Tuesday, April 6, 2010

Wed. Section; vulnerability of digital media

“[A]ffordances are all about possibilities for action, which determine how human beings interact with the physical things in their environment. Computer storage media also have their affordances, but as storage in general has become more capacious and less immediately tangible it is easy to overlook them. (USB thumb drives are perhaps the best examples of a recent storage innovation whose affordances have changed the way we interact with data: they are small and light-weight but also rugged, more like an accessory or gear than the flatter, flimsier profile of media like CD-ROMs or disks, whose vulnerable surfaces must be sheltered.)
Attention to the affordances of various kinds of storage media can reveal much about computing in different contexts, allowing us to reconstruct salient aspects of now-obsolete systems and the human practices that attended them” (32).
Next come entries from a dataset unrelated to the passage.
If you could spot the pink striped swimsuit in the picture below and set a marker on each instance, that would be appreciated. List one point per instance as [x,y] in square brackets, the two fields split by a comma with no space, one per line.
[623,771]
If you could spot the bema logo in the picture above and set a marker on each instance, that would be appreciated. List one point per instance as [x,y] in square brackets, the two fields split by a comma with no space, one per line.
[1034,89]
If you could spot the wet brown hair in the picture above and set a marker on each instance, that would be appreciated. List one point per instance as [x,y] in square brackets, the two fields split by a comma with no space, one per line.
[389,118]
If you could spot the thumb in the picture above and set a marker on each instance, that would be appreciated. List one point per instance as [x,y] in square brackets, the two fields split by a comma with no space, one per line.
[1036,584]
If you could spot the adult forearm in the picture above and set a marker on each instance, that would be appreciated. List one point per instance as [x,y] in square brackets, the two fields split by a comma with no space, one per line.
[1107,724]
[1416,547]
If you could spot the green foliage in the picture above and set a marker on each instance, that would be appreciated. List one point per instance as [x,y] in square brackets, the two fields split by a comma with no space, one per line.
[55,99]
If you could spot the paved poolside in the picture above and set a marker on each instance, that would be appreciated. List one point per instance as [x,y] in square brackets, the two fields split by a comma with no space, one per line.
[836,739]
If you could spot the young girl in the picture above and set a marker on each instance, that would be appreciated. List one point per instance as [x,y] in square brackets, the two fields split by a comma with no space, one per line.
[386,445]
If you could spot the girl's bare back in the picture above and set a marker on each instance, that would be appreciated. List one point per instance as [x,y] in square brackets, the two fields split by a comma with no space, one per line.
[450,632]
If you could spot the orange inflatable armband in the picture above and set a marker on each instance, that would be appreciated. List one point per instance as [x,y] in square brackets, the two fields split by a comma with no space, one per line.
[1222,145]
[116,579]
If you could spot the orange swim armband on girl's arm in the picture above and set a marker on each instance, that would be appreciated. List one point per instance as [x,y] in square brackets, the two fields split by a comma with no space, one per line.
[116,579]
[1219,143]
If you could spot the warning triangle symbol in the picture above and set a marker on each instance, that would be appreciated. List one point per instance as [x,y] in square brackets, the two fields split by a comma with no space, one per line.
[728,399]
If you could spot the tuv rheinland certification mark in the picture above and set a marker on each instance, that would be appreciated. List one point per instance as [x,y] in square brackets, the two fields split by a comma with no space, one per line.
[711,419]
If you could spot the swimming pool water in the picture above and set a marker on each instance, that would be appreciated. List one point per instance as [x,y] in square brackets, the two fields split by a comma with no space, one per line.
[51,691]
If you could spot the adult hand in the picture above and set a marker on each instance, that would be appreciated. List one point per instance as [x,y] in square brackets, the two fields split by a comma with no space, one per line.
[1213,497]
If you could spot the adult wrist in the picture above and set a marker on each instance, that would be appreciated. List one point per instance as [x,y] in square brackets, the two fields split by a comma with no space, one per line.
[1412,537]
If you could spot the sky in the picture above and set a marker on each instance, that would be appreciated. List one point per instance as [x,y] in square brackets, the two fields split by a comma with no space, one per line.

What Kirschenbaum places in parentheses was the most fascinating part about this piece. I am constantly wondering about the enclosures, the houses, the casing of digital media and how this affects our experience or colors it in some way. Before when the disks had “vulnerable surfaces [that] must be sheltered,” did we view digital data/information as vulnerable and something that needed shelter? And furthermore, it seems that we treat hard-drives as “hard” or durable and immortal, but they crash. And when they crash, we “lose” everything and perhaps we’ll buy a backup hard-drive. So I’m interested in our interaction with digital media as we think (or not think) about its container.